Today’s analysis is going to be different than the other ones. We usually discuss what happened on a given day, week, or month and we elaborate on what it changed and what it didn’t change in case of the outlook for gold, silver, and mining stocks. But not today. Today, we are going to focus on what didn’t happen. At the first sight, it seems that this means that there was no new signal. That’s not the case. The three important “nothings” that we will discuss in today’s article have important implications for the following days. That is if one knows where to look.
Let’s start with the first chart (charts courtesy of http://stockcharts.com).

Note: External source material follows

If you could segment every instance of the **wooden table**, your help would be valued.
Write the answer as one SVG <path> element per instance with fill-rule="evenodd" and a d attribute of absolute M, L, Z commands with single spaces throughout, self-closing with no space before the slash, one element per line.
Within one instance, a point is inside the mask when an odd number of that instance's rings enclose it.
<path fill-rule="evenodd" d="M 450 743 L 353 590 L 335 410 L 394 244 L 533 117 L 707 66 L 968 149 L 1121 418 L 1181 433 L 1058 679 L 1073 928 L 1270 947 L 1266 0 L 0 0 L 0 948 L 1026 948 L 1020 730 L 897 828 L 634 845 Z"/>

Nothing Changed in the Gold: Silver Ratio
The gold to silver ratio broke above the 2003, 2008, and 2016 highs and it didn’t move back below them. In this case, “nothing” means that the breakout is being verified and with each passing day when the ratio is above the previous highs, the continuation of the rally becomes more and more probable.

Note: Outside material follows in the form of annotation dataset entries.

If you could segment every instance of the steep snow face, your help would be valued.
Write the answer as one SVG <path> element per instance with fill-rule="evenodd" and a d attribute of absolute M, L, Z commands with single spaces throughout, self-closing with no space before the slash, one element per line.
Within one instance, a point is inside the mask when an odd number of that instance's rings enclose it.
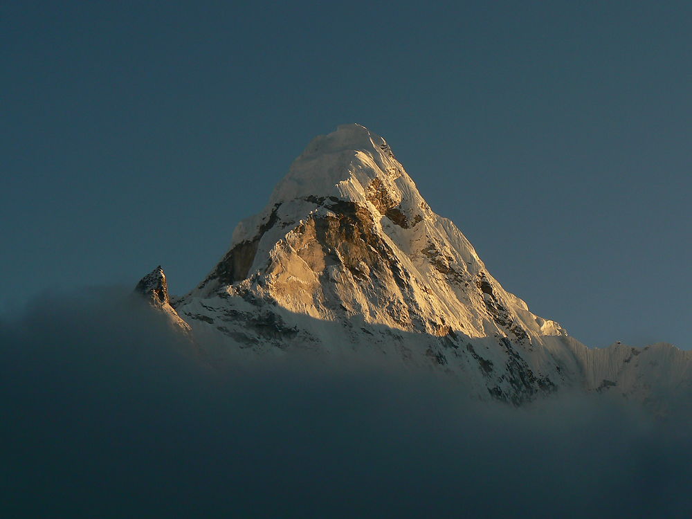
<path fill-rule="evenodd" d="M 385 140 L 359 125 L 308 145 L 186 300 L 232 294 L 244 280 L 282 308 L 322 320 L 362 316 L 407 331 L 526 342 L 565 334 L 502 289 Z"/>
<path fill-rule="evenodd" d="M 163 271 L 152 274 L 144 291 L 174 321 L 154 282 Z M 661 382 L 651 363 L 677 355 L 652 349 L 640 364 L 632 349 L 590 350 L 531 313 L 432 212 L 385 140 L 359 125 L 313 140 L 174 306 L 208 358 L 356 352 L 441 371 L 470 395 L 516 404 L 570 388 L 646 400 L 648 381 Z M 675 381 L 689 374 L 683 356 Z"/>

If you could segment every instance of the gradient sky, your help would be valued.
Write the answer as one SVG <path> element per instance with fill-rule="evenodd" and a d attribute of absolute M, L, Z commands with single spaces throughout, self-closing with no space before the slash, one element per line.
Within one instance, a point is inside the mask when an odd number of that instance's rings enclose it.
<path fill-rule="evenodd" d="M 535 313 L 692 347 L 692 3 L 245 3 L 0 5 L 0 309 L 189 290 L 357 122 Z"/>

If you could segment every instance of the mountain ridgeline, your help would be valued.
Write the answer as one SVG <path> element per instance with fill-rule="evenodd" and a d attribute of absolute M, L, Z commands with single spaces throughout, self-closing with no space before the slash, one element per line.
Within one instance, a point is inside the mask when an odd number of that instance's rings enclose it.
<path fill-rule="evenodd" d="M 374 357 L 514 405 L 576 390 L 660 408 L 692 388 L 689 352 L 589 349 L 532 313 L 359 125 L 313 139 L 189 293 L 170 300 L 160 267 L 138 289 L 212 363 Z"/>

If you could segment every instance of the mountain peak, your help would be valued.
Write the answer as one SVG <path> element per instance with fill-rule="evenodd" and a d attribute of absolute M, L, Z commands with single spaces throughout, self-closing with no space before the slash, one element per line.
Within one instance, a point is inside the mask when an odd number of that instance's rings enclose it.
<path fill-rule="evenodd" d="M 393 187 L 392 182 L 403 171 L 383 138 L 361 125 L 342 125 L 308 144 L 277 185 L 268 208 L 311 196 L 364 201 L 376 178 Z M 408 175 L 406 179 L 415 190 Z"/>
<path fill-rule="evenodd" d="M 158 304 L 167 304 L 168 284 L 163 268 L 158 265 L 156 268 L 140 280 L 135 287 L 135 291 L 144 295 L 152 302 Z"/>
<path fill-rule="evenodd" d="M 311 140 L 298 160 L 343 151 L 373 152 L 386 145 L 383 138 L 362 125 L 340 125 L 331 134 L 318 135 Z"/>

Moreover, since the rallies in the ratio tend to be sharp, it means that we can expect the continuation of the move that’s very visible. This most likely means a big decline in silver.
No Changes in Silver
And by saying “no changes”, we mean practically no changes in terms of the daily closing prices. Silver moves back and forth on an intraday basis, but ultimately it still ends the session at about $14.15 – $14.20. At least that’s what we saw in the last 5 sessions.
That’s interesting because this decline (and many other declines) are characterized by periods of very high volatility that are followed by periods of very low volatility and then the cycle repeats, with no “average volatility” weeks. The pauses that we saw previously took place in early July, late July and early August and then in late August (ok, in case of the latter the volatility was higher than previously).